Wednesday, March 5, 2014

The Amazing Spiderman review



    Warning - nonsensical Spiderman ramblings incomprehensible to the regular reader ahead.

    The Amazing Spiderman A.K.A Spiderman Begins. When we saw the trailer for this dark and angsty upgrade to Peter Parker's life, we all knew it was an attempt to cash-in on the popularity of Bruce Wayne's latest re-invention. The popular Sam Raimi trilogy had crashed and burned with it's third installment and, God Help Me, I was glad to it arrived D.O.A. I never much cared for Sam Raimi's version of Peter Parker and found its success to be inexplicable. I say this as a fan who wallpapered his room in poly-bagged issues of Spiderman from the Hobgoblin to Clone Saga.

    The Amazing Spiderman is a movie who suffers less from being based on Batman Begins than, say, the Man of Steel because Spiderman has always been the weird hybrid of Clark Kent and Bruce Wayne. Peter Parker as an angst driven teen suffering from the weight of both his guilt and anger is, actually, pretty close to the interpretation of the character I grew up with. Well, not the teen part, because god forbid superheroes ever mature but, really, the whole thing where Peter Parker becomes an obsessively revenge-driven Emo type who listens to Linkin Park in Spiderman 3 was so dissonant for me because--well, THAT IS PART OF PETER PARKER'S THING.

    Spiderman *is* anger, guilt, and revenge-driven under all his cavalier four-color exterior. He remembers the "with great power comes great responsibility" thing because, dammit, that cheese-ball saying is one of the few things he has to remember his dead Uncle by. The jokes are just a means of deflecting from his existential angst. Indeed, that's another reason why Peter Parker is a teenager since that sort of brooding would be ridiculous in an adult.

    Sorry Bruce.

    The Amazing Spiderman does a lot of things right which the previous trilogy did not. Peter Parker's love of science, his social awkwardness being a bigger issue than any 1960s nerd stereotypes, and the fact Peter actually quips while in the damn suit. Sally Field may be an awful visual choice for Aunt May but I believed her when she wondered why her surrogate son was coming home at odd hours of the night with signs of getting the crap beaten out of him.

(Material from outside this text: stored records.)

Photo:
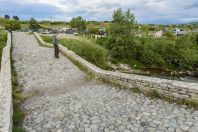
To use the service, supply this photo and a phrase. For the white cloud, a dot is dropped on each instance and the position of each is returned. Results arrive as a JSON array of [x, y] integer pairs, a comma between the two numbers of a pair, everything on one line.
[[145, 10]]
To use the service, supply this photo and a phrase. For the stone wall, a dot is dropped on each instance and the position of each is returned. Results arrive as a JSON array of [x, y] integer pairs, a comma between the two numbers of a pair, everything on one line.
[[166, 87], [6, 108]]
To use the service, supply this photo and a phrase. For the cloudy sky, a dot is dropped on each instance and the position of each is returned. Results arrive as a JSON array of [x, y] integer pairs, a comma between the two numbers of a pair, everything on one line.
[[146, 11]]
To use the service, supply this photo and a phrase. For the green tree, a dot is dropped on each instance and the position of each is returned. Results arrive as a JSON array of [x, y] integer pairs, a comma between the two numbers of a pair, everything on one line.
[[78, 22], [7, 17], [169, 35], [33, 24], [120, 40], [12, 25], [92, 29], [15, 17]]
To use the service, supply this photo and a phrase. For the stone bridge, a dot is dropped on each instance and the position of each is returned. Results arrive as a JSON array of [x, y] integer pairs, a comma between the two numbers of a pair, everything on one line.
[[63, 99]]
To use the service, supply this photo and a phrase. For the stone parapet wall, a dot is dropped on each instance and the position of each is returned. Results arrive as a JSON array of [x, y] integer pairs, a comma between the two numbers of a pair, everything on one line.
[[177, 89], [6, 107]]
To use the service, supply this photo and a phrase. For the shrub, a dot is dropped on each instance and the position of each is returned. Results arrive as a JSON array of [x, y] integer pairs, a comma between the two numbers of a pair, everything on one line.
[[3, 39], [152, 59], [86, 49], [101, 41], [12, 25]]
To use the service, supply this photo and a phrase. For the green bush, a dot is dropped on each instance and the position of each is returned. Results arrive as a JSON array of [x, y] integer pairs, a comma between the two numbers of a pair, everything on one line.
[[3, 39], [101, 41], [152, 59], [12, 25], [86, 49]]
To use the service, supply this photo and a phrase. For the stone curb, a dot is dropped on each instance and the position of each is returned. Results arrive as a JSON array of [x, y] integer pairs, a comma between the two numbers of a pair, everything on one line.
[[6, 107], [174, 88]]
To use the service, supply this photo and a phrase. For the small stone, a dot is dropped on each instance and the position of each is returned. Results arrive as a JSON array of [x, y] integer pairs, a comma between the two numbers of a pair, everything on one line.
[[184, 128], [87, 129]]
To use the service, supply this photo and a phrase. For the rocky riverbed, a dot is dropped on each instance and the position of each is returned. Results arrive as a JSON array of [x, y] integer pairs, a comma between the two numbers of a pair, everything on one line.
[[64, 100]]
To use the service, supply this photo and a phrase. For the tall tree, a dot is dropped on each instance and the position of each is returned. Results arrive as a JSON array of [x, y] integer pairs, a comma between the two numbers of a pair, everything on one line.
[[78, 22], [33, 24], [120, 40], [15, 17]]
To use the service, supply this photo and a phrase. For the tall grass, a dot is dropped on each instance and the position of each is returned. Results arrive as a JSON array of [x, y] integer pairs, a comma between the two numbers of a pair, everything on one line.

    Admittedly, I had to wonder who was beating up Spiderman before the Lizard was created but I understood what the story was trying to convey. Aunt May is trying to deal with her son doing things she doesn't understand and is unwilling to talk about. Peter Parker is THE teenaged superhero, existing above all the rest since Robin and others were conceived as cash-in adolescents. Hell, he was doing this sort of "monsters as a metaphor for high school" thing long before Buffy the Vampire Slayer made it trendy.

    The premise is a familiar one. Peter Parker, guy who would be a magnet to the ladies in high school if not for his personality and geeky hobbies (he IS a wish-fulfillment character after all), is struggling with life. Cue Radioactive Spider. Peter Parker loses his uncle soon after due to a tragic event which leaves him feeling questionable guilt. Doubly questionable in this film since I'd argue it was Uncle Ben's fault for trying to stop a feeling suspect over a couple of hundred bucks. There's some mad science, monster creation, and ultimately a lesson in great power coming with great something or other.

    In short, a adequately-told Spiderman tale. There's nothing overwhelmingly original about this premise, it's extremely derivative in fact, but you don't expect twists when retelling Romeo and Juliet. Andrew Garfield plays a man who, for whatever reason, never quite got the socialization thing. It's doubly frustrating because, unlike Toby Maguire's Spiderman, the audience senses he's THIS close to being cool. Life is the handsome Byronic poet was consumed with angst but ruined it by talking about his favorite X-men characters.

    I also don't agree with detractors who Doctor Kurt Conners being a surrogate father figure to Peter Parker is a re-hashed idea since this, combined with MAD SCIENCE, has always been Doctor Conner's thing. I even approve of the removal of Connor's family since it makes the act where he saves Peter in the end all the more touching. This version of Doctor Conners has only his research to keep him going and the prospect of a new arm is only secondary to SCIENCE! Shameless sequel bait or not, I also want to see this movie franchise's version of Norman Osbourne.

    As for Emma Stone's Gwen Stacy? I find her and Kirsten Dunt's Mary Jane to be interchangeable except for the former being able to do math. Still, if an attractive smart girl showed me attention in high school--you'd bet I'd think we were the love story of our age. Besides, at the end we also have them united in tragedy so there's that. Plus, well, she's Emma Stone and in the fight between two gorgeous but inexplicably short women, I have to choose Emma Stone. Maybe in future installments of the Spiderman series we can have Hayden Panettiere play Betty Brant.

    In short, I heartily recommend The Amazing Spiderman. It's a far from perfect movie but it is one of the more underrated offerings of Fox superhero movies. I look forward to seeing more of Garfield's Spiderman and hope the series makes it to trilogy status.